The CLC, by itself, was shown in the first example as an important tool for the reduction of power consumption in battery-operated applications by performing combinatorial and sequential input filtering. This produced a "smart" wakeup for an MCU that was otherwise spending most to all of its time in a standby (eXtreme Low Power) mode.

Reaching deep
It would be very wrong if I gave you the impression that the CLC is just a tool for smart input filtering. Each CLC block has access to a large number of signals (16 to 32 in current models) that reach deep inside the microcontroller and its peripherals. These go far beyond the usual I/O structures connected to the device pins. They include most/all of the outputs from the timers, PWMs, and basic modules, as well as all the "other" core independent peripherals. In their turn, the outputs of each configurable logic block can be published on external pins or can be re-routed internally directly as an input (or trigger) of any of the peripherals available on chip.

Now things get really interesting because it is at this point that we can start building "new" peripherals by combining core-independent and traditional peripheral modules to perform new functions. These functions can be very specific and unique to the application and market segment, using what is otherwise an inexpensive family of general-purpose microcontrollers. Even more interestingly, because each CLC (connecting) block is configured at run-time via special function registers (RAM), the function of the new peripheral modules can change while the application runs.

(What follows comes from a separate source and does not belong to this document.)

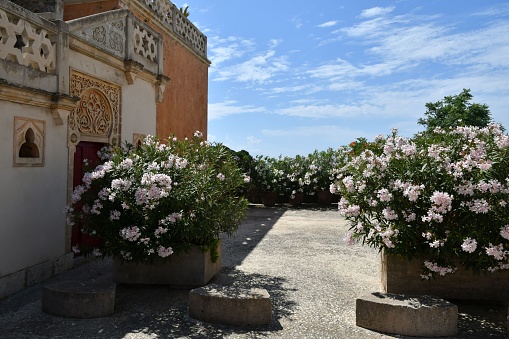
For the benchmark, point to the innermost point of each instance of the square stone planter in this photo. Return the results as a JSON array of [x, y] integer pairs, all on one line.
[[401, 276], [191, 269]]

Creating custom peripherals
As we did in Part 1, we will now review a practical example application where the core independent peripherals' ability to be configured and combined together can be best appreciated.

Our example application will be a "smart" power supply of sorts. A low-cost, general-purpose microcontroller will provide the intelligence. While we won't detail the control algorithm or topology of choice, this example will suffice for the purposes of our conversation, to specify that an output in the form of a PWM signal will have to be generated. Further, we will specify that the desired output frequency (Fout) be at least 500kHz, to reduce component size and cost, and the output resolution will be optimised for maximum stability in a 10% range around a set point centred at a 50% duty cycle.